Martin Luther King Day

I don’t think there’s anything I can say about Martin Luther King that hasn’t been said before. Instead, I’ll celebrate this day by posting a section of his famous “I have a dream” speech, delivered in the march on Washington of 28 August 1963, as well as a video of the entire speech.

Let us not wallow in the valley of despair, I say to you today, my friends.

And so even though we face the difficulties of today and tomorrow, I still have a dream. It is a dream deeply rooted in the American dream.

I have a dream that one day this nation will rise up and live out the true meaning of its creed: “We hold these truths to be self-evident, that all men are created equal.”

I have a dream that one day on the red hills of Georgia, the sons of former slaves and the sons of former slave owners will be able to sit down together at the table of brotherhood.

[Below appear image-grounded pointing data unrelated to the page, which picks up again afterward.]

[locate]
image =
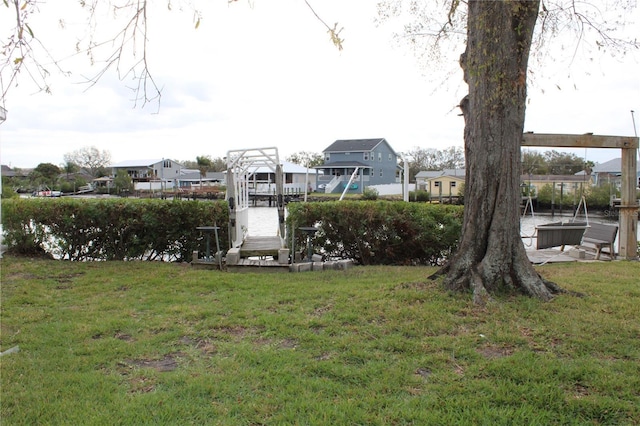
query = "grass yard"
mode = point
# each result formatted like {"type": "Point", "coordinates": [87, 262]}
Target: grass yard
{"type": "Point", "coordinates": [109, 343]}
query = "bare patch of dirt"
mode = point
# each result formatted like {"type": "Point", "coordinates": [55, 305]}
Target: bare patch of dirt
{"type": "Point", "coordinates": [124, 337]}
{"type": "Point", "coordinates": [205, 346]}
{"type": "Point", "coordinates": [167, 363]}
{"type": "Point", "coordinates": [288, 344]}
{"type": "Point", "coordinates": [423, 372]}
{"type": "Point", "coordinates": [420, 285]}
{"type": "Point", "coordinates": [493, 352]}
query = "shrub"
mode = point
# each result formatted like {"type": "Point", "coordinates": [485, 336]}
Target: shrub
{"type": "Point", "coordinates": [111, 229]}
{"type": "Point", "coordinates": [370, 194]}
{"type": "Point", "coordinates": [419, 196]}
{"type": "Point", "coordinates": [379, 232]}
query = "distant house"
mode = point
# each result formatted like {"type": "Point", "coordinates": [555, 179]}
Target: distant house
{"type": "Point", "coordinates": [153, 174]}
{"type": "Point", "coordinates": [609, 172]}
{"type": "Point", "coordinates": [568, 184]}
{"type": "Point", "coordinates": [441, 183]}
{"type": "Point", "coordinates": [426, 180]}
{"type": "Point", "coordinates": [296, 178]}
{"type": "Point", "coordinates": [374, 161]}
{"type": "Point", "coordinates": [191, 178]}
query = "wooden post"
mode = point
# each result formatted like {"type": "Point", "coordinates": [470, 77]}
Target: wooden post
{"type": "Point", "coordinates": [627, 239]}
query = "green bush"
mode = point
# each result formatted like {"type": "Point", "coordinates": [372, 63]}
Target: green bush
{"type": "Point", "coordinates": [370, 194]}
{"type": "Point", "coordinates": [111, 229]}
{"type": "Point", "coordinates": [379, 232]}
{"type": "Point", "coordinates": [419, 196]}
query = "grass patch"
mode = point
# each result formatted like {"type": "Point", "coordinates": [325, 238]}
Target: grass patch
{"type": "Point", "coordinates": [157, 343]}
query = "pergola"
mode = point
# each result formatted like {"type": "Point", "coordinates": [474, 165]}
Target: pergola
{"type": "Point", "coordinates": [627, 241]}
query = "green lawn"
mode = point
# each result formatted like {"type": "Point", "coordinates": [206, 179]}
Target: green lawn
{"type": "Point", "coordinates": [153, 343]}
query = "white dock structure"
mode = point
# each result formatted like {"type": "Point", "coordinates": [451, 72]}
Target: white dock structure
{"type": "Point", "coordinates": [242, 164]}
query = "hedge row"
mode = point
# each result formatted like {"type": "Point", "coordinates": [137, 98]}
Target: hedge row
{"type": "Point", "coordinates": [378, 232]}
{"type": "Point", "coordinates": [110, 229]}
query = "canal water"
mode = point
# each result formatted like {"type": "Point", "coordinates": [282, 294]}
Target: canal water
{"type": "Point", "coordinates": [263, 221]}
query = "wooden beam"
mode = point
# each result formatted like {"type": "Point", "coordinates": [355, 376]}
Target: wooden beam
{"type": "Point", "coordinates": [628, 219]}
{"type": "Point", "coordinates": [587, 140]}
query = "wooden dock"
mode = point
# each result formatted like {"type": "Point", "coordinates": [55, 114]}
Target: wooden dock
{"type": "Point", "coordinates": [570, 254]}
{"type": "Point", "coordinates": [257, 246]}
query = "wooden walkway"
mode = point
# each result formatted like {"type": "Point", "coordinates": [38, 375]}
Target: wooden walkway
{"type": "Point", "coordinates": [254, 246]}
{"type": "Point", "coordinates": [570, 254]}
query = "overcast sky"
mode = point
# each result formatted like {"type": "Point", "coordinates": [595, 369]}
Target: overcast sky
{"type": "Point", "coordinates": [268, 75]}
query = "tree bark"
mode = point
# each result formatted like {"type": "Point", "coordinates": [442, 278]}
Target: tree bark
{"type": "Point", "coordinates": [491, 256]}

I have a dream that one day even the state of Mississippi, a state sweltering with the heat of injustice, sweltering with the heat of oppression, will be transformed into an oasis of freedom and justice.

I have a dream that my four little children will one day live in a nation where they will not be judged by the color of their skin but by the content of their character.

I have a dream today!

I have a dream that one day, down in Alabama, with its vicious racists, with its governor having his lips dripping with the words of “interposition” and “nullification” — one day right there in Alabama little black boys and black girls will be able to join hands with little white boys and white girls as sisters and brothers.

I have a dream today!

I have a dream that one day every valley shall be exalted, and every hill and mountain shall be made low, the rough places will be made plain, and the crooked places will be made straight; “and the glory of the Lord shall be revealed and all flesh shall see it together.”²

This is our hope, and this is the faith that I go back to the South with.